Длины звеньев, соединяющих манжеты, не хватало, чтобы стоять выпрямившись, и Танзиля с кряхтением устроилась на полу. Сидеть было неудобно, и она проговорила, обращаясь к налетчику:
– Послушай, служивый. Дал бы ты мне тубареточку. Чисто по доброте.
Бурундучина воззрился на нее с веселым изумлением, но запрошенный предмет в сторону окна отправил, двинув по нему ногой, обутой не по погоде в берцы.
Удар оказался сильным, и табурет, оторвавшись от пола, закончил траекторию, ткнув Танзилю ребром сиденья по колену.
Налетчик уведомил:
– Еще раз вякнешь, суну кляп. Заорешь – придушу. Поняла, коза?
Усмановна охнула, согласно кивая. Поставила табурет на ножки и взгромоздилась, притихнув. Ждала, что будет дальше.
Этому абсурду должна быть какая-то серьезная причина, иначе не было бы наручников. Иначе отморозок выдрал бы у торшера шнур и скрутил жертву шнуром. Или бельевой веревкой, добытой в ванной. Значит, не наркоман в состоянии подступающей ломки. Да и не похож он на наркомана.
Бандит приволок из гостиной кресло, развернул в сторону плененной хозяйки. Стащил со спины рюкзак, аккуратно поставил на пол, прислонив к велюровой боковине. Уселся в кресло, вытащил из кармана мобильник и набрал номер. И начал разговаривать с Викой.
Танзиля не сразу сообразила, что он говорит именно с Викой, но сообразила, однако. После чего никаких других объяснений ей уже не потребовалось.
Напрасно Виктория выбрала себе эту стезю. Танзиле ее выбор не нравился с самого начала.
Под конец разговора он сунул трубку заложнице. Но что Танзиля могла сказать девочке умного и важного, да еще в двух словах? И она наговорила ей гадостей, надеясь, что та все правильно поймет, а не поймет, так хоть обидится.

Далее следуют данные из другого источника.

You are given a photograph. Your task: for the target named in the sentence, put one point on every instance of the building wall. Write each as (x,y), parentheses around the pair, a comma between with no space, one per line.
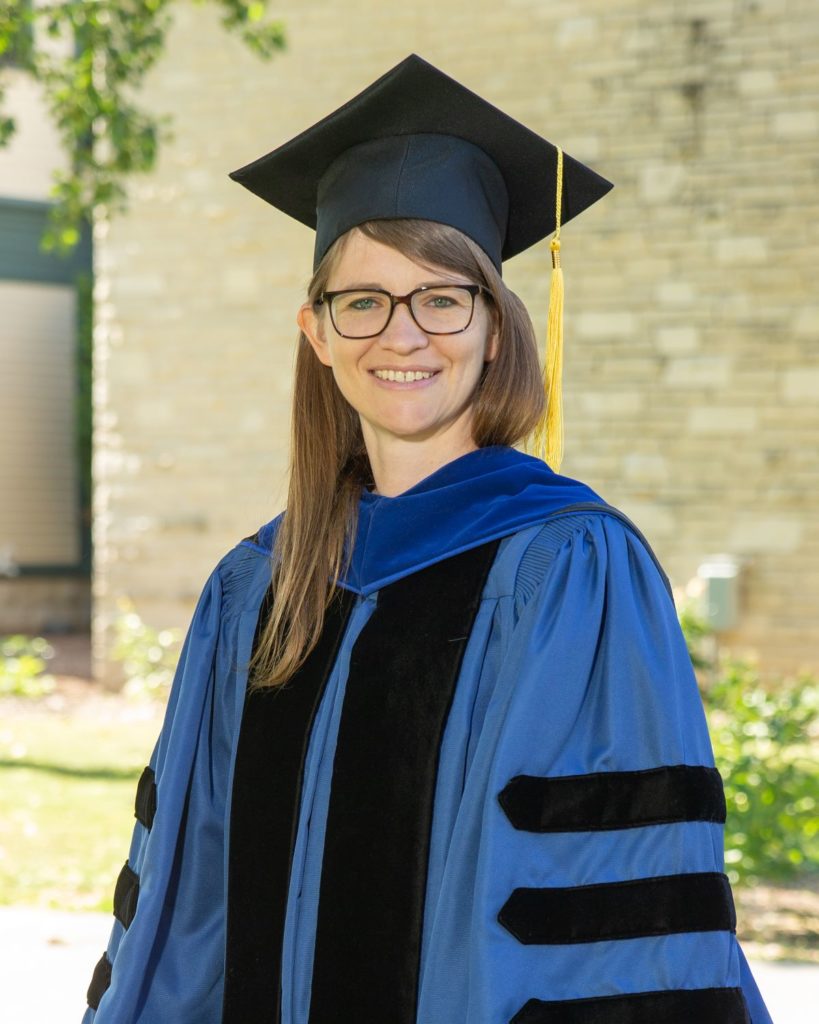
(44,579)
(692,324)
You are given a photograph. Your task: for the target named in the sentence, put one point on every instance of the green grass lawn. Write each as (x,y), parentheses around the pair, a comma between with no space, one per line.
(67,799)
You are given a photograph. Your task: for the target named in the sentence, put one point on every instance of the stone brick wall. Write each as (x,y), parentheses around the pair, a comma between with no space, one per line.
(692,323)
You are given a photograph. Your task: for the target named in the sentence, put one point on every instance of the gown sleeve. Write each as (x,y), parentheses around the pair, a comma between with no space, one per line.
(164,956)
(599,892)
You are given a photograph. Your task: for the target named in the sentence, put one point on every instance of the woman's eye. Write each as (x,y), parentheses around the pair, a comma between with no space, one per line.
(363,303)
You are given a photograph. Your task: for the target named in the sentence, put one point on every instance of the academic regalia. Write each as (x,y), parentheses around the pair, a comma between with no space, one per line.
(488,796)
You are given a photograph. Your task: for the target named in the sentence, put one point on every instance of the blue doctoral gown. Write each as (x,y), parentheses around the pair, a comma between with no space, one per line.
(569,865)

Обидится, оскорбится и почувствует себя свободной от всяческих обязательств.
Вику она не корила ни разу. Не Демидова виновата в том, что Танзиля попала в переплет, и даже не урод, который наехал на Демидову. Что-то не так с Танзилёй. Видно, сильно она накосячила в прошлом, коли в нынешнем судьба к ней настолько жестка.
Можно, конечно, выискивать виновных, предъявлять счет, сладострастно мечтая о мести, жестокой и изощренной, вплоть до обрядов вуду. Сама-то ты ни при чем, то есть абсолютно. Ты просто жертва чужого негодяйства. Ну, а ежели с ходу не получится подобрать кого-нибудь на роль сволочи, то можно объяснить несчастья тем, что звезды так расположились. Или карты плохо легли. Или черная полоса свалилась. Но это неинтересно. Интересно, когда есть виноватый, а если не отыщется прямой, то всегда найдется опосредованный.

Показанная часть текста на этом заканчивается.